I had a sad day, but I'm back now, as good as ever.
Depression rarely shows its ugly head anymore, and when it does, it is blessedly brief. But when it does come, it is scary, because there's a history of depression in my family. All six people in my family of origin have a history of depression, and it spreads out from there, to lots of other relatives on all sides.
There's a history of a lot of things in my family. Depression, mental illness, abuse, and addictions. I am the only one who has gotten help, I am the most highly educated, and I live a lawful life. Even in my extended family, I am the only person who has asked for help of one kind or another, stuck with it, and seen my life benefit tremendously as a result. The benefits I reaped from joining the human race were the reasons I furthered my education to three college degrees, and became a psychotherapist. The help I received also enabled me to intentionally choose a good partner, make myself a nice home, and create two loving sons with my husband.
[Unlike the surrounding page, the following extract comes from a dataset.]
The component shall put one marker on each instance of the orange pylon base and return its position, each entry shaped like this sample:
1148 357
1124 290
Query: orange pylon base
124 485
I see the many issues in my family as avenues through which help could arrive. One person might seek help for alcoholism, one might seek it for depression, and another might seek it for overcoming violence. I sought it for the incest. Because the issues are intertwined, you can't address one while ignoring the others. Therefore, while inititally I went into therapy to discuss the incest, we ended up discussing so much more. And I ended up learning about, and recovering from, so much more.
Conversely, and unfortunately, anyone in my family who goes for help for any one thing is also going to be confronted with the same overwhelming array of obstacles to overcome. I believe that I am the only one who has "recovered" because I am the only one who was willing to fight through this huge barrage of painful crap.
In my family, this makes me the odd one. And it used to make me lonely. But that hasn't been the case for many years. Long ago, I decided not to put my life on hold, either trying to make others get help, or waiting until they did. I realized I would be much happier being surrounded by even just a few loving, supportive, non-abusive friends ~and "adopted" family~ of my own choosing, than dozens of relatives who just don't get it.